1. Het procesverloop
1.1
Het verloop van de procedure blijkt uit de volgende processtukken:
- -
het op 28 februari 2018 ter griffie binnengekomen verzoekschrift, met producties;
- -
het op 28 maart 2018 ter griffie binnengekomen verweerschrift, met producties;
- -
de door partijen voorafgaand aan de mondelinge behandeling toegezonden producties;
- -
het faxbericht van 19 april 2018 van de zijde van de werkgever;
- -
het faxbericht van 19 april 2018 van de zijde van de werknemer.
1.2
Op 11 april 2018 heeft de mondelinge behandeling van het verzoek plaatsgevonden. Verschenen zijn: de werknemer in persoon, bijgestaan door haar gemachtigde, en mevrouw [betrokkene] ( [functie] ) namens de werkgever, bijgestaan door haar gemachtigde. Beide partijen hebben hun standpunten nader toegelicht aan de hand van pleitaantekeningen, die zijn overgelegd en aan het procesdossier zijn toegevoegd.

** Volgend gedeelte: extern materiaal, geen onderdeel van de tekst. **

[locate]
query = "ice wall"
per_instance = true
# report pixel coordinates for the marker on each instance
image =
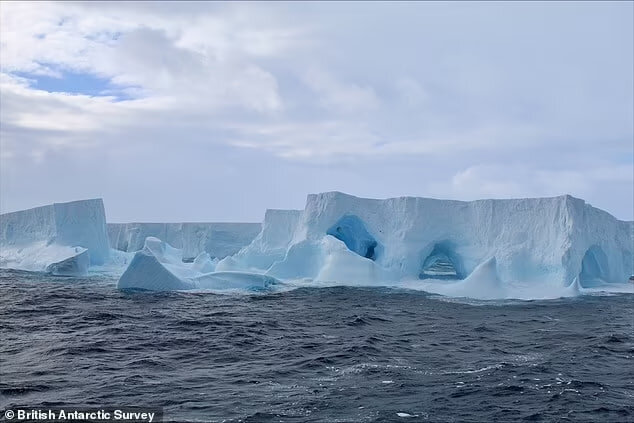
(42, 236)
(538, 240)
(217, 239)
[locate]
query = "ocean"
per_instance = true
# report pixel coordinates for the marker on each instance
(337, 354)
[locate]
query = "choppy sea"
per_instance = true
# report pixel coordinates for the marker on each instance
(334, 354)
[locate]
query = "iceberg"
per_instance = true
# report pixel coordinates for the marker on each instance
(479, 249)
(219, 240)
(160, 267)
(61, 238)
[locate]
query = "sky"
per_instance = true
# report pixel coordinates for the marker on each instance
(176, 111)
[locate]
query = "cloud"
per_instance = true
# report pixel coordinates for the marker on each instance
(340, 96)
(449, 100)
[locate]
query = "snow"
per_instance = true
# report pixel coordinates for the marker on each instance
(160, 267)
(485, 249)
(61, 238)
(218, 239)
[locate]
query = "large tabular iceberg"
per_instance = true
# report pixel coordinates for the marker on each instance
(343, 239)
(481, 249)
(219, 240)
(61, 238)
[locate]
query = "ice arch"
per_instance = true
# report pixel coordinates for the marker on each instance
(442, 263)
(351, 230)
(594, 267)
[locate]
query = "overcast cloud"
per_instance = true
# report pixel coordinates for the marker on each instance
(212, 111)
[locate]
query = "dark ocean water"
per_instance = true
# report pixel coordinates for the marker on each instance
(314, 355)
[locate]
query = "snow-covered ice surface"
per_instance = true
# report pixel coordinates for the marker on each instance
(160, 267)
(61, 238)
(219, 240)
(486, 249)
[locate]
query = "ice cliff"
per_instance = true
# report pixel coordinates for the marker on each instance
(219, 240)
(61, 238)
(479, 248)
(339, 237)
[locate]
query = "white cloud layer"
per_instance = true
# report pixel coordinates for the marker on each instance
(208, 100)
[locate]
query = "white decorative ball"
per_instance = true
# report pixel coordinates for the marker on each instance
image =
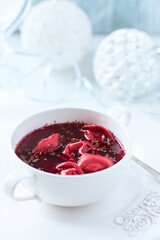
(57, 27)
(125, 64)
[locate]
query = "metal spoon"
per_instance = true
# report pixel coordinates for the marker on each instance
(150, 170)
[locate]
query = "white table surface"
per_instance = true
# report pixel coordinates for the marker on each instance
(15, 106)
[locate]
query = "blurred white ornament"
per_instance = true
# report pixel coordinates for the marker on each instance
(57, 27)
(125, 65)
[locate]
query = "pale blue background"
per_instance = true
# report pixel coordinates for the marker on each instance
(108, 15)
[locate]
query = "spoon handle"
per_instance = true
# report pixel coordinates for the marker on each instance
(150, 170)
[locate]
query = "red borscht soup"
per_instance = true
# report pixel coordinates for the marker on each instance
(70, 148)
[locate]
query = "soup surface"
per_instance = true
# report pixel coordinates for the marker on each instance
(70, 148)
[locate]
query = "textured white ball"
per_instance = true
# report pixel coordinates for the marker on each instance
(59, 27)
(124, 64)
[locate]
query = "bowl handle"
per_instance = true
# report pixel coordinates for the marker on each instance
(121, 114)
(15, 178)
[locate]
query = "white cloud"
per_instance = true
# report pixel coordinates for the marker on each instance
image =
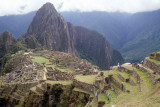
(8, 7)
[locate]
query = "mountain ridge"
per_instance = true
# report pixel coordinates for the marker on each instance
(50, 31)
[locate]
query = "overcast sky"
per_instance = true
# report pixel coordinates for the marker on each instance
(8, 7)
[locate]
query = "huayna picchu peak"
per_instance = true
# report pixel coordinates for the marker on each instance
(50, 31)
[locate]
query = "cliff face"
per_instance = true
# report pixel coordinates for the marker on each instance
(50, 31)
(6, 40)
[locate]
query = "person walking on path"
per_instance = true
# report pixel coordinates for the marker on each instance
(118, 66)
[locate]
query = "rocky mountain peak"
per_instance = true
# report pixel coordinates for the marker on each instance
(50, 31)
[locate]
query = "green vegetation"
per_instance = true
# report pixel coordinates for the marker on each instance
(112, 93)
(84, 91)
(41, 60)
(103, 97)
(64, 69)
(59, 82)
(90, 79)
(153, 60)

Van het overig verhandelde ter zitting heeft de griffier aantekeningen gemaakt, die zich in het procesdossier bevinden.
1.3
De zaak is aangehouden om partijen in de gelegenheid te stellen een schikking te bereiken. Nadat partijen de kantonrechter hebben bericht dat een schikking niet tot stand is gekomen, is de datum voor het wijzen van deze beschikking nader bepaald op vandaag.
2. De feiten
2.1
De werknemer is op [2000] bij de werkgever in dienst getreden in de functie van [functie] . Het laatstverdiende salaris van de werknemer bedraagt € 1.558,60 bruto per maand, te vermeerderen met 8% vakantiegeld.
2.2
Op 3 juli 2017 heeft de werkgever het UWV gevraagd om de arbeidsovereenkomst met de werknemer te mogen opzeggen op grond van bedrijfseconomische redenen. Op 18 augustus 2017 heeft het UWV de werkgever toestemming verleend om de arbeidsovereenkomst met de werknemer op te zeggen met in achtneming van de daarvoor geldende termijn.
2.3
Op 8 juni heeft de werkgever het UWV gevraagd om een verklaring waarin staat of zij voldoet aan de voorwaarden voor de overbruggingsregeling transitievergoeding conform artikel 7:673d BW en artikel 24 van de Ontslagregeling. Bij brief van 18 augustus 2017 heeft het UWV de werkgever – onder meer en voor zover hier van belang – bericht: “ Op basis van de door u aangeleverde cijfers over het boekjaar 2016 kan niet worden vastgesteld dat uw berekening van de hoogte van de waarde van de vlottende activa en de vlottende passiva correct is. Wij kunnen dan ook niet concluderen dat u aan deze voorwaarde voldoet.” Het UWV heeft voorts verklaard dat de werkgever niet aan alle voorwaarden voldoet voor de overbruggingsregeling transitievergoeding.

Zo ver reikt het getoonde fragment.